En el vestíbulo de la unidad de cirugía del CMM, un nutrido grupo de personas se agolpaba frente al tablón de anuncios. Había enfermeras, técnicos, médicos y anestesistas. Caspar Sidonis estaba también entre ellos.
Los carteles que de la noche a la mañana habían aparecido en todos los departamentos del centro eran la comidilla del hospital.
– Creo que he visto a este hombre -comentó una de las enfermeras al ver uno de los retratos de Perchek en el que aparecía con barba.
– Me parece que, desde que dejaste a Billy el año pasado, has debido de ver a todos los hombres de la ciudad, Janine -le dijo una compañera.

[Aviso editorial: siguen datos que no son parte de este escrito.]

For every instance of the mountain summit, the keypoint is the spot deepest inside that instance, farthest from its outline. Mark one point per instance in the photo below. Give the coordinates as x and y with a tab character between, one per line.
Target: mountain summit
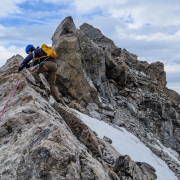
42	139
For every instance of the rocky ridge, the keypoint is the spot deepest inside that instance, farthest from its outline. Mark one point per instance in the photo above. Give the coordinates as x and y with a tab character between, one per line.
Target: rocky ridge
43	141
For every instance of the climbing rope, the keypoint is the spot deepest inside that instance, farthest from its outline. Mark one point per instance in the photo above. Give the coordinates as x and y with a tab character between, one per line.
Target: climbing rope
14	90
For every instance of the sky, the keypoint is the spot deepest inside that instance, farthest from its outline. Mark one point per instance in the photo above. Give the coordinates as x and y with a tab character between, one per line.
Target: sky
149	29
128	144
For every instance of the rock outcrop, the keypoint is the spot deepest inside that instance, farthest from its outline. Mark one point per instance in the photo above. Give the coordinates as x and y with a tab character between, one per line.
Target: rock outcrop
43	141
40	140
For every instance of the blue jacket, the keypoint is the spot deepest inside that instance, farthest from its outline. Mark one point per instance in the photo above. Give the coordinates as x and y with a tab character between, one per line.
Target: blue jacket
26	62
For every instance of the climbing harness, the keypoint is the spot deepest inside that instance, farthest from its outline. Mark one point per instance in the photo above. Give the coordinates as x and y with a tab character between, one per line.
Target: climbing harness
16	86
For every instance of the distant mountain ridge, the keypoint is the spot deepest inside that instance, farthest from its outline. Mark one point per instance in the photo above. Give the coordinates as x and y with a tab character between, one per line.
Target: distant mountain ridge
39	140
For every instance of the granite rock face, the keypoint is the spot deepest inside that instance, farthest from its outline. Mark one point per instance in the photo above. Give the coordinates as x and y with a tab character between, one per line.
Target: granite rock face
39	140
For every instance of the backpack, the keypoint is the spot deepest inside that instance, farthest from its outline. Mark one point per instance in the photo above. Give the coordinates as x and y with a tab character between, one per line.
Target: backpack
50	53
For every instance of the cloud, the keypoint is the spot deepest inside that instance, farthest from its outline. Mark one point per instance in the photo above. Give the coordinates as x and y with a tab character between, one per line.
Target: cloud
7	53
10	7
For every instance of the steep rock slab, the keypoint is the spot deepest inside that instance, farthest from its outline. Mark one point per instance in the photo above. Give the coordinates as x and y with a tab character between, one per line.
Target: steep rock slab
35	142
114	58
72	78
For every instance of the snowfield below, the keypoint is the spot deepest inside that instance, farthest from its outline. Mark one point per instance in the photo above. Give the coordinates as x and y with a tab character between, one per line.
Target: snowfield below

– No tiene ninguna gracia -le replicó Janine de mal talante.
– Estoy de acuerdo con usted, Janine -terció Sidonis-. Tampoco tiene ninguna gracia la nueva humillación que representa esto para el hospital.
En cuanto oyeron abrir la boca al jefe de cirugía cardiovascular, cesó toda conversación.
– El personal sabe que fue Harry Corbett quien mató a su esposa. No podía soportar la idea de perderla y la mató. Es así de sencillo. Estos carteles no son más que una cortina de humo, una maniobra de distracción. Corbett está totalmente loco, igual que la mujer que ha hecho estos retratos. Son el producto de la trastornada mente de una alcohólica. Sólo eso. Ya lo verán. Estoy harto de Corbett y del modo en que manipula a quienes trabajan en el hospital. Cincuenta mil dólares de recompensa, nada menos…
Violento por el destemplado comentario del cirujano y, al corriente de lo que se rumoreaba sobre sus relaciones con la mujer asesinada, el grupo se dispersó en seguida.
Cuando Sidonis fue a darse la vuelta para marcharse, estuvo a punto de tropezar con un hombre que llevaba bata blanca de laboratorio. En la placa, que llevaba la correspondiente foto, decía: «Heinrich Hauser. Director de Investigación Endocrinológica».
– Estoy de acuerdo con usted, doctor -dijo Hauser con un fuerte acento alemán-. El tal Corbett no hace más que crearle problemas a todo el mundo.
– Gracias, doctor -dijo Sidonis.
Caspar le dirigió una escrutadora mirada al endocrinólogo. Era ocho o diez centímetros más bajo que él, tenía el pelo entrecano y lo llevaba cortado al cepillo. Llevaba gafas con gruesos cristales y tenía los dientes amarillentos, algo que repelía a Sidonis. Instintivamente, Caspar se echó hacia atrás por temor a que le llegase su aliento. Que él recordase, era la primera vez que veía a aquel hombre, pero no era de extrañar porque rara vez reparaba más que en aquellas personas con quienes trataba algo importante.
– Buenos días -se despidió Hauser.
– Buenos días -correspondió Sidonis-. Por cierto… No nos conocíamos, ¿verdad?
La irónica sonrisa del endocrinólogo hizo que Sidonis desviase la mirada.
– No lo creo, doctor. No obstante, quizá tengamos oportunidad de conocernos más.